Escludendo la Norvegia, la quasi totalità delle nostre importazioni deriva da aree geopoliticamente sensibili. Non è la prima volta che l’Italia vive il timore di una crisi del gas.

Nel 2005, il braccio di ferro tra Vladimir Putin e Kiev su tensioni sia politiche che legate alle condizioni commerciali del transito del gasdotto sul territorio ucraino ha fatto tremare Roma più di ogni altra capitale, perché la chiusura dei rubinetti da parte di Mosca avrebbe avuto e tutt’ora avrebbe da noi conseguenze negative ben più dirompenti.

I troppi no dell’Italia

Eppure, la costruzione del Tap, il gasdotto che dall’Azerbaigian rifornirà di nuova energia l’Italia attraverso la Puglia dal 2020 è osteggiato da un vasto movimento di opposizione, ribattezzato appunto No-Tap, che vede nel governatore Michele Emiliano forse il suo massimo esponente e che ieri ha paragonato il cantiere di Melendugno per i lavori niente di meno che ad Auschwitz. Parliamo di una regione, dove si levano proteste da parte degli stessi ambienti anche contro l’Ilva di Taranto, un indizio non secondario dell’esistenza di un’Italia dei “no” a tutto, salvo lamentare l’assenza di lavoro e di investimenti. E così, non solo non siamo in grado nemmeno di sfruttare appieno i propri giacimenti di gas, che coprono appena l’8% del fabbisogno nazionale, quando saremmo in possesso di riserve accertate e recuperabili per oltre 60 miliardi di metri cubi, ma continuiamo ad osteggiare qualsivoglia infrastruttura in grado di farci fluire il gas di cui avremmo bisogno per scaldarci, secondo il classico principio del “Nimby” (“Non in may back yard”), ovvero tenetevi lontano dal mio orticello. (Leggi anche: Gasdotto Puglia, No Tap proseguono la lotta)

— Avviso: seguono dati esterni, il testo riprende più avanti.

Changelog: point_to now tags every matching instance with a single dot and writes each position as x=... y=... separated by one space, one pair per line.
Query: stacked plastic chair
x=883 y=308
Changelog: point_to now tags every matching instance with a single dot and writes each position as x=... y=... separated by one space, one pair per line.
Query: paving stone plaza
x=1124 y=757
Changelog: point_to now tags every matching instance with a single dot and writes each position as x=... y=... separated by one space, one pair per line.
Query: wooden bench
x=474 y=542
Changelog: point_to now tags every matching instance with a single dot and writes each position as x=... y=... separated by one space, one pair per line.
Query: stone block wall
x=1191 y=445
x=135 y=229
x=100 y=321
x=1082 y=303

Al contrario, proprio la nostra posizione strategica dovrebbe farci diventare un nuovo hub del gas di un’Europa in cerca di diversificazione delle fonti di approvvigionamento e di un allentamento della dipendenza energetica dalla Russia. Potremmo smistare petrolio dal Nord Africa, dall’Azerbaigian e dalla stessa Russia con la costruzione di un gasdotto alternativo a quello che passa per Ucraina e Austria, come la stessa Mosca era intenzionata a fare con la collaborazione di Snam fino al 2014, anno in cui il progetto naufragò per le sanzioni UE e USA contro il Cremlino, salvo scoprire poco dopo che la Germania, che quelle sanzioni le aveva volute più di altri e che aveva messo in guardia il nostro paese dal consentire ai russi di bypassare l’Ucraina per rifornirci di gas dal sud, si sia offerta per fare transitare il gas sul suolo tedesco.

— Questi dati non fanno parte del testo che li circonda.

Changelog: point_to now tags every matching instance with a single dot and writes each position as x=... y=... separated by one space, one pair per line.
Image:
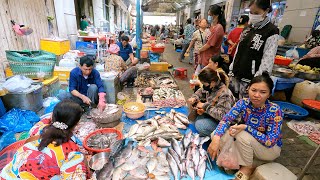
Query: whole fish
x=175 y=146
x=196 y=158
x=190 y=170
x=202 y=170
x=162 y=142
x=176 y=158
x=204 y=140
x=118 y=174
x=187 y=139
x=140 y=172
x=173 y=166
x=162 y=160
x=163 y=177
x=105 y=172
x=151 y=164
x=133 y=130
x=196 y=139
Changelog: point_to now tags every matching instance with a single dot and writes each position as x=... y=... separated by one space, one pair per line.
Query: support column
x=138 y=28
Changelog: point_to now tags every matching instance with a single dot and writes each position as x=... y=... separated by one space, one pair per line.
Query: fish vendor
x=258 y=135
x=53 y=155
x=85 y=85
x=126 y=51
x=212 y=101
x=114 y=62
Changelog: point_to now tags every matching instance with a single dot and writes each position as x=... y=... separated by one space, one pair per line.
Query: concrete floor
x=295 y=152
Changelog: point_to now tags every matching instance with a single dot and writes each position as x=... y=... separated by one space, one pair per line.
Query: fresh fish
x=182 y=118
x=173 y=166
x=128 y=166
x=196 y=139
x=164 y=177
x=116 y=146
x=105 y=172
x=133 y=130
x=118 y=174
x=187 y=139
x=190 y=170
x=204 y=140
x=196 y=158
x=202 y=170
x=140 y=172
x=162 y=142
x=151 y=164
x=162 y=160
x=176 y=147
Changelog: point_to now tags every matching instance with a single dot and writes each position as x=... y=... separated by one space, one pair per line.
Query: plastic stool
x=180 y=73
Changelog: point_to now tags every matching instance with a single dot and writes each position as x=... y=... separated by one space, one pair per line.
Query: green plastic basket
x=29 y=63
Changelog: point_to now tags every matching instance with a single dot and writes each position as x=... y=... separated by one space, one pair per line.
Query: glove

All’Italia mancano tante cose: una politica energetica razionale, che affronti in maniera lungimirante il problema della nostra cronica dipendenza dall’estero; una coesione interna tra stato centrale e territori sulla costruzione degli impianti e una capacità come sistema-Paese di difendere gli interessi nazionali fuori dai nostri confini. E così, se nel 2003 abbiamo scoperto che è bastata la caduta di un albero in Svizzera per farci finire al buio un’intera giornata, l’altro ieri abbiamo assaggiato il rischio di un inverno glaciale nelle nostre case per un incidente nemmeno così sconvolgente in Austria. E se a Putin o al rais di turno a Tripoli gli girano, siamo perduti.